In theory, redatuming can be formulated as an inverse modelling, in which the virtual data on the datum constitutes the model parameter to be estimated. Because the acquisition aperture is finite and the spatial sampling may be irregular, conventional redatuming methods only form an approximate inverse and produce many artifacts in the solution space. Ji [17] and Ferguson [13] suggested to suppress the artifacts and improve the reconstruction accuracy of wavefield extrapolation-based redatuming [6] through a least-squares optimization process. Accordingly, Xue and Schuster [43] implemented a least-squares interferometric redatuming scheme in the context of vertical seismic profile (VSP) experiment. Alternatively, Wapenaar and van der Neut [41] extended redatuming with a multidimensional deconvolution (MDD) based on point-spread functions (PSFs). Recently new representations using PSFs provide adaptation of the iterative Marchenko scheme for imperfectly sampled data [16].

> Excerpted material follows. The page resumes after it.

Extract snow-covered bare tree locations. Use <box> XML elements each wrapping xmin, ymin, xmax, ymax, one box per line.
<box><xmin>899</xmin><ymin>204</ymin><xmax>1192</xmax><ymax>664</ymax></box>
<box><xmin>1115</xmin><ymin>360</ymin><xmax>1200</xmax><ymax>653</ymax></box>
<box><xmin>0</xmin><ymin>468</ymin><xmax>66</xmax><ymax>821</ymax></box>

Redatuming aims to completely remove the effects of a complex overburden. Even if surface and internal multiples are ignored (e.g., for deep datum levels) for the moment, one must properly account for transmission and primary reflections in the overburden media. The inaccuracy of the overburden macrovelocity model prevents a reasonable reconstruction of the virtual data. By formulating the redatuming operation with an extended Born representation, Guo and Alkhalifah [15] implemented a simultaneous inversion of the overburden long-wavelength velocity model and the virtual data at the datum. In fact, the overburden short-wavelength velocity structures (or reflectivities) could affect model-based least-squares redatuming (LSR). As we will demonstrate in this paper, imprints of the overburden reflections or/and diffractions generated very close to the datum could hinder the correct measurement of the data misfit and impede the iterative inversion. In the presence of complex and irregular geologic bodies (e.g., salt body and igneous rock) just above or cross the datum, removing these overburden reflections and diffractions, for instance with a delicate time window (e.g., [42]), is not trivial. To address this problem, we present a simultaneous inversion for the overburden reflectivities and the virtual data in LSR, given the overburden macrovelocity model as a prior.

The structure of this paper is given as follows: First, we describe the forward problem of this double-parameter LSR based on the convolution-type reciprocity theorem and the first-order scattering theory. Then, instead of solving the normal equation that explicitly incorporate the inverse Hessian, we simultaneously update the two classes of model parameter with a gradient-type iterative inversion based on the L2-norm misfit function. In this context, the functional gradients are derived using the adjoint-state method and constructed through correlation of the forward and adjoint wavefields. To enhance the robustness and suppress the numerical artifacts, we apply sparsity constraints on the overburden reflectivities and the virtual data using a split Bregman method. Finally, synthetic and field data examples are presented to demonstrate the effectiveness of the proposed approach to tackle irregular sampling and overburden effects.